偶に顔を出すそいつは、幼稚園児の時から夢を見せてくれなかった

幼稚園児だった頃、よくされた質問は、
「おなまえは?」
「なんさい?」
「たんじょうびはいつ?」
そして、「おおきくなったらなにになりたい?」

たくさんのお店屋さんがページいっぱいに描かれている絵本を見て、私はわくわくしながら心に決めた。年少のときは「お花屋さん」、年中になったら「ケーキ屋さん」、年長になったら「パン屋さん」、そう言うんだって。そう言って良いんだって。

クラスのお誕生日会ではもちろん、
「お誕生日おめでとう。大きくなったら何になりたい?」
と聞かれる。ともだちは、アニメのヒロインとか戦隊もののヒーローとかキャラクターを答えている。私はもちろん、「お花屋さん」。
「どうして?」
「だって、(アニメのキャラクターに)なれるわけないじゃん」
幼稚園児のくせに、なぜかそこは冷めていた。どこか理性がすっかり座っているところがあった。そいつは偶に顔を出す。

本当になりたいものがこんなに早く見つかるはずないし、今決めても途中で変わるかもしれない。それなのに、うんざりするほど事あるごとに同じ質問を繰り返される。

年々現実味を帯びてくる「夢」をその場しのぎで答えるように

小学生になると、さすがに名前や年齢、誕生日はあまり聞かれなくなってきたが、「将来の夢」はしぶとい。しかも重みを増してくる。「夢」が「現実」味を帯びてくる。鏡を抜けてやってくる。

聞かれたら何か答えなければならない、早く仕事を決めなければならないという圧力を感じる。だから、漫画が好きだから漫画家、読書が好きだから作家、絵を描くことが好きだから画家と、その場しのぎで答える。

「マンガ絶対買うよ。読んでみたい」
「絵が上手だからきっと画家になれるよ」
と、友人はびっくりするほど雑じり気がなくあたたかい言葉をかけてくれた。それなのに私はどこか歯切れが悪く、腑に落ちない。
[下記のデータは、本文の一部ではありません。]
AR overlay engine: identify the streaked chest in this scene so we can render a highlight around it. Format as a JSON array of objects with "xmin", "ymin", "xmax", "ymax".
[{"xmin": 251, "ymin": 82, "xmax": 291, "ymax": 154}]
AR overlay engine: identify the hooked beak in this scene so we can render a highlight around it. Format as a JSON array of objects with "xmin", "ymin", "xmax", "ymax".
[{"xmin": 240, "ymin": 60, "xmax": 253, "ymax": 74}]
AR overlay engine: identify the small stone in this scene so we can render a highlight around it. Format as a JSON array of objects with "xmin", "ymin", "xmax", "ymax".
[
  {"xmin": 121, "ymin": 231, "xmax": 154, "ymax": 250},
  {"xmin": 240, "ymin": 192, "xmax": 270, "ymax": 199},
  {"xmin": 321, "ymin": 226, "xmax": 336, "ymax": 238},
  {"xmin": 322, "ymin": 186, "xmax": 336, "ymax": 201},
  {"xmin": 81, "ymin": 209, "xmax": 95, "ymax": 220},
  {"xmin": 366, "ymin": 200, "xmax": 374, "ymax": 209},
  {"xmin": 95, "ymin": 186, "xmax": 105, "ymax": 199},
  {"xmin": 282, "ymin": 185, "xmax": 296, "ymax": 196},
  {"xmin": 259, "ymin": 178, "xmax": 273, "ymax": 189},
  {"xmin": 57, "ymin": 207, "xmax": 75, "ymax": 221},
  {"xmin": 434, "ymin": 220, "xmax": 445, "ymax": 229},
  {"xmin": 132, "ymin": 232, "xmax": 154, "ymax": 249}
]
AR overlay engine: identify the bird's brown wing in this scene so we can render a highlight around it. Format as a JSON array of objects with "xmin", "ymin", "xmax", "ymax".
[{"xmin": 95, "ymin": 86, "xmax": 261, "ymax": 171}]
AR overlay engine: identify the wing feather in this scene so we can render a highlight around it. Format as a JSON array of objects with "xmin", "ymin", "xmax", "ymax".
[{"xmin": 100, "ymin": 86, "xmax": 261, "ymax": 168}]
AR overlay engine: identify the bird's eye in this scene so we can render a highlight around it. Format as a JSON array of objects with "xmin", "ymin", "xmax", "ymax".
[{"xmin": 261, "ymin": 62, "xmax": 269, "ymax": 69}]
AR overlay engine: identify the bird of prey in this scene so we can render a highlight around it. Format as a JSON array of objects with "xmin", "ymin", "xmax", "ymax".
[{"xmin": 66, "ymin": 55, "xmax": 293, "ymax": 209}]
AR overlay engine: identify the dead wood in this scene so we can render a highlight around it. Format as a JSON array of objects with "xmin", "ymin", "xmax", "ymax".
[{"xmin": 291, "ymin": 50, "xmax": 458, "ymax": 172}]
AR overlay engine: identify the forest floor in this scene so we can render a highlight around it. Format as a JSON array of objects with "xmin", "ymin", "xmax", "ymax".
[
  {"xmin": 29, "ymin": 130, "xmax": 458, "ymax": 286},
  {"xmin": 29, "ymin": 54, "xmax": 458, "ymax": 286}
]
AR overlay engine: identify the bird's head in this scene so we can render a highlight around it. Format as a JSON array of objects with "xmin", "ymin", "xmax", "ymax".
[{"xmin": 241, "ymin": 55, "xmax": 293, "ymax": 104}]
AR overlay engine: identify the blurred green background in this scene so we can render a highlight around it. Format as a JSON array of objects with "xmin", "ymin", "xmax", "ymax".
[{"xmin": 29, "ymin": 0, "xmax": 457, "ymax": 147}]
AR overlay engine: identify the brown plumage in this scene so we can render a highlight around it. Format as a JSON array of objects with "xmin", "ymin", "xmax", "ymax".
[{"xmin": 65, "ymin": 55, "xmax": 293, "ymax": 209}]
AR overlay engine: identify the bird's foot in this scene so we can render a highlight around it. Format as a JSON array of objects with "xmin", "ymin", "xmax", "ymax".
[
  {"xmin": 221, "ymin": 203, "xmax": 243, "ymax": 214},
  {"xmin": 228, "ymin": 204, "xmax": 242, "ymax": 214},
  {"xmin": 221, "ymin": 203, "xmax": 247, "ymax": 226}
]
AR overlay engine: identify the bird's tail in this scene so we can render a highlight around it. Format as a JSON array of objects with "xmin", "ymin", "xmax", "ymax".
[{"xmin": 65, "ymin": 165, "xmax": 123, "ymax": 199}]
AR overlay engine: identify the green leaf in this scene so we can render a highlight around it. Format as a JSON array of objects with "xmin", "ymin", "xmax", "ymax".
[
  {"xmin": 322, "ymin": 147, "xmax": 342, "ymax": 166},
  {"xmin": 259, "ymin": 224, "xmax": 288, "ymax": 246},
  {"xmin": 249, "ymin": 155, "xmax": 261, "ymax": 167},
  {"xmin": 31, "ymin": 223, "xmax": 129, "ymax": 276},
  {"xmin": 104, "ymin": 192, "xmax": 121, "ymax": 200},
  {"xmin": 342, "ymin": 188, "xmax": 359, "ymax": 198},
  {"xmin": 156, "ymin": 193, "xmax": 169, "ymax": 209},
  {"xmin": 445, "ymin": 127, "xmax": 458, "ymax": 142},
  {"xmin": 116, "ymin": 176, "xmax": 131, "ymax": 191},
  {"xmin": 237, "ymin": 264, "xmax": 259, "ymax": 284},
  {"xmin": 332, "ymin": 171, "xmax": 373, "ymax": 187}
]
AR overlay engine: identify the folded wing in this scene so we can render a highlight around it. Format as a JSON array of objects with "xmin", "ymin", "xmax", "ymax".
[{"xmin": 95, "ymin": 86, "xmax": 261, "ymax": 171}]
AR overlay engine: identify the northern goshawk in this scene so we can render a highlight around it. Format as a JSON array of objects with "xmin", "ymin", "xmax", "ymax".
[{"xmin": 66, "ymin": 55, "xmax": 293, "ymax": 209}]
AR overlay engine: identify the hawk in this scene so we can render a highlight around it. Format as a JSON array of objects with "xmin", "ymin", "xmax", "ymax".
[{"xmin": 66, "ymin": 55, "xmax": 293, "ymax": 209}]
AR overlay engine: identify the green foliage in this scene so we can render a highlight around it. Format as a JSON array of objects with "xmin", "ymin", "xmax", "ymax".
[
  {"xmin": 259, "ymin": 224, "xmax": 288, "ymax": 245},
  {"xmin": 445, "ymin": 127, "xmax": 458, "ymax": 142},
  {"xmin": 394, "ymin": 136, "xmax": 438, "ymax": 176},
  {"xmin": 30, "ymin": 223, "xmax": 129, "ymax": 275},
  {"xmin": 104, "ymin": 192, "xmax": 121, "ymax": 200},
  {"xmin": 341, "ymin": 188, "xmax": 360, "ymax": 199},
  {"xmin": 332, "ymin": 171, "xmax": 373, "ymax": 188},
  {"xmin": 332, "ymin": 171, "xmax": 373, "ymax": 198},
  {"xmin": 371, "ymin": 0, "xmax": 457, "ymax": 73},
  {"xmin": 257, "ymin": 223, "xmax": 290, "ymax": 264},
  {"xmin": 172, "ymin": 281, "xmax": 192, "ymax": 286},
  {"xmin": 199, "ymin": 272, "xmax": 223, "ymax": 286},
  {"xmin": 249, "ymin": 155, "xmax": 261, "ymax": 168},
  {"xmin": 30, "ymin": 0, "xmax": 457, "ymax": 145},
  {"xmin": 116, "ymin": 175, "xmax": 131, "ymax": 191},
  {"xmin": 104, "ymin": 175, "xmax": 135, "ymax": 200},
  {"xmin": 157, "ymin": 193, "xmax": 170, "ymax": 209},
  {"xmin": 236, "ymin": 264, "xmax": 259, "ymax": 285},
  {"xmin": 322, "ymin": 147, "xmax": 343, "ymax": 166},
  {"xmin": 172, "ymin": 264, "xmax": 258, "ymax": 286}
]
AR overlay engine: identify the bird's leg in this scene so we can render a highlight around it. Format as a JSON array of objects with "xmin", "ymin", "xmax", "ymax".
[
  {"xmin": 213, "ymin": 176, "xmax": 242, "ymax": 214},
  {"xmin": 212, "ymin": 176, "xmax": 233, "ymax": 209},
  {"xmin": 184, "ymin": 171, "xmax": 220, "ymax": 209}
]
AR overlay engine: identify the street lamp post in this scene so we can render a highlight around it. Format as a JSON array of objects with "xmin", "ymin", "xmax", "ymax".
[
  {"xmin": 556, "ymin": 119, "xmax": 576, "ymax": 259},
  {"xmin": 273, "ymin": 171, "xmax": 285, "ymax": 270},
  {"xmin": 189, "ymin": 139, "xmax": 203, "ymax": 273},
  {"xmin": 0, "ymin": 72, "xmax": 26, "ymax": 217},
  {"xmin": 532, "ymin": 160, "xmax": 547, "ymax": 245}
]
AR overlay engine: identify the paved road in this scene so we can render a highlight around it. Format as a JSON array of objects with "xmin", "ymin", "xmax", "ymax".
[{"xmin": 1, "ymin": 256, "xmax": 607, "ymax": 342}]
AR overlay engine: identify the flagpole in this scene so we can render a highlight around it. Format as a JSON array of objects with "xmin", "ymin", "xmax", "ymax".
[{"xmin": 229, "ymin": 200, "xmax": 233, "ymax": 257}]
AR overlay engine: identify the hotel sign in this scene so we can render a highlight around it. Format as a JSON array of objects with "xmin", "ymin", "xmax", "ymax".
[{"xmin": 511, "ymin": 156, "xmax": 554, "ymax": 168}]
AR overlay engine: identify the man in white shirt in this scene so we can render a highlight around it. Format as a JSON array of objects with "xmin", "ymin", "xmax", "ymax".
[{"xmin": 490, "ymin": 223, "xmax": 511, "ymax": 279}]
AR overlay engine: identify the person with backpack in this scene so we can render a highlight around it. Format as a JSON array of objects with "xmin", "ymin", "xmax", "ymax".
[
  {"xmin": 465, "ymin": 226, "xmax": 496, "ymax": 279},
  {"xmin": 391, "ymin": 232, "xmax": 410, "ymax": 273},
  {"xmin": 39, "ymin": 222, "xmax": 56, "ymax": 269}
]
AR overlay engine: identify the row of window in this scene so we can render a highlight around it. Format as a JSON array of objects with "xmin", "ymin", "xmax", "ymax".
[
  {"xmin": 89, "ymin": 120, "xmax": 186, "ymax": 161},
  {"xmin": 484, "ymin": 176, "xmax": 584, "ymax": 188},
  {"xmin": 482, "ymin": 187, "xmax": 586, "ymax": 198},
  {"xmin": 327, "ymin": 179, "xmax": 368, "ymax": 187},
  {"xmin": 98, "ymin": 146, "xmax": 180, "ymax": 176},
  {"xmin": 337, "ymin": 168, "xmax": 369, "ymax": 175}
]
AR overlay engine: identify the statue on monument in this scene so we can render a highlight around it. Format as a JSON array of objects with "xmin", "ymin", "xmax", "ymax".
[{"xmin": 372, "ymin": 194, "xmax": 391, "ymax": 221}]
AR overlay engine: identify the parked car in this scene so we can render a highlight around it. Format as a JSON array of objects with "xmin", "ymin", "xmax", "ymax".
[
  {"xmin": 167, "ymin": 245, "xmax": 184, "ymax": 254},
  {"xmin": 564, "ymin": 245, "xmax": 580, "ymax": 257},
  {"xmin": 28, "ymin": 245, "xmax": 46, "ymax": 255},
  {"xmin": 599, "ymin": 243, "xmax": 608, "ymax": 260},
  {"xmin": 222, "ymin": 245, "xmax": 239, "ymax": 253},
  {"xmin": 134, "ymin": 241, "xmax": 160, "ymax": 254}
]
いつまでも決まらない。いつまでも分からない。いつまでもしっくりこない。いつまでも「なれるわけない」。時には「まだ決まっていない」とはぐらかす。

二十歳の自分へ向けて、タイムカプセルに託す手紙を書いた。
「将来の夢は決まりましたか?実現に向けて頑張っていますか?」
書きつつも、
「未来に投げているな。でも、大学生になっても決まっていないんだろうな」
と心の中で声がする。

将来がまったく見えない。私はいつから立ち止まっているんだろう

高校3年生の冬、担当掃除場所だった進路指導室の前の廊下でぽつりとつぶやいた。
「将来がまったく見えない」
自分の未来が見通せない。まるで出口が見えない真っ暗なトンネルの中にいるような景色が浮かぶ。ぷつりと時間が途切れているような……断絶。

ふと思う。私はいつから立ち止まっているのだろうか。
――思えば記憶が始まる前からだ。そこで何かが起こっていたのか、それとも初めから何も起こっていなかったのかは分からない。私はずっとそこで立ち往生している。立ち止まっているなら立ち止まっているなりにじっくり考えればいいものの、それもしていない。

例えば大学を決めるとき。「何を学びたいか」よりも「食べていけるか」とか何とか周りから言われ、とりあえず成績に合った大学を選んだ。
大学生時代、やっぱり本当になりたいものが分からなくて、なんとなくずるずると就職活動をして、就職浪人をして、運良く拾ってもらって就職できた。

「昔から毎日、いろいろなことについて、その場しのぎで、しのぐことで精一杯だった」
言い訳にもならない。
思い切れない。踏み出せない。ずっとそうだ。見つかるか、叶うか、恥ずかしくないか、嫌にならないか、続けられるか、生活していけるか……もやもやとした不安をひどく恐れている。

腐る前に、意を決して歩き始めなければ、このまま終わってしまう。
だらだらとあてもなく漂い続けるうちに擦り減り、沼にはまり、引きずり込まれ、このことすらも忘れてしまう。